O elogio do cinema como elemento mágico, associado ao “mundo caipira” e aos “tempos antigos” de uma roça mergulhada em rezas e crenças, choca-se com uma realidade desencantada, corrompida pela modernidade (apenas como efeito cômico), afogada numa cultura de televisão, religião menor (as igrejas evangélicas) e relações comerciais (as lojas, a preocupação incessante com o ganho e o rendimento). O uso constante de grande angular em ligeiro contra-plongée, combinado com cortes apressados de ação-reação, cria uma ambientação de estranheza que joga tudo o que se passa no âmbito do derrisório, da comédia sem conseqüências, que se utiliza do que estiver à mão para fazer piada. O percurso de intenções nobres dos personagens principais, pautados por uma “inocência” fantasiosa, é o que vai cooptar a empatia do público para a homenagem a que o filme se pretende. Mas todo este processo parte de um distanciamento mascarado do objeto a ser homenageado (Mazzaropi) e de um aliviamento proposital do espaço-tempo em que nós, público, estamos inseridos. Nos identificamos com o Jeca e sua família e mergulhamos na aura mágica que os envolve. Em contato com tudo aquilo que teoricamente reconheceríamos como território familiar, experimentamos um contraste indesejado, repelindo, portanto, a esfera referente ao real.
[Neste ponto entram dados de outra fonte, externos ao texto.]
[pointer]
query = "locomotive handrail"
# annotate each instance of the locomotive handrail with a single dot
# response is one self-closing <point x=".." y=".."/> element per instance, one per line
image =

Pois o Jeca não é mais real. E o que talvez seja o real em seu lugar (os crentes que freqüentam as Igreja Evangélicas, os integrantes do MST, o público do cinemão americano, os comerciantes) não tem muita importância. O cinema se retira da História – e também da História do Cinema, pois reconfigura o significado e a aura de um personagem de intensa vida para transformá-lo em simulacro levianamente cômico. Ao espectador, restam camadas superpostas de imagens que se refutam a pensar o seu lugar, a se pensar como representação e matéria do mundo.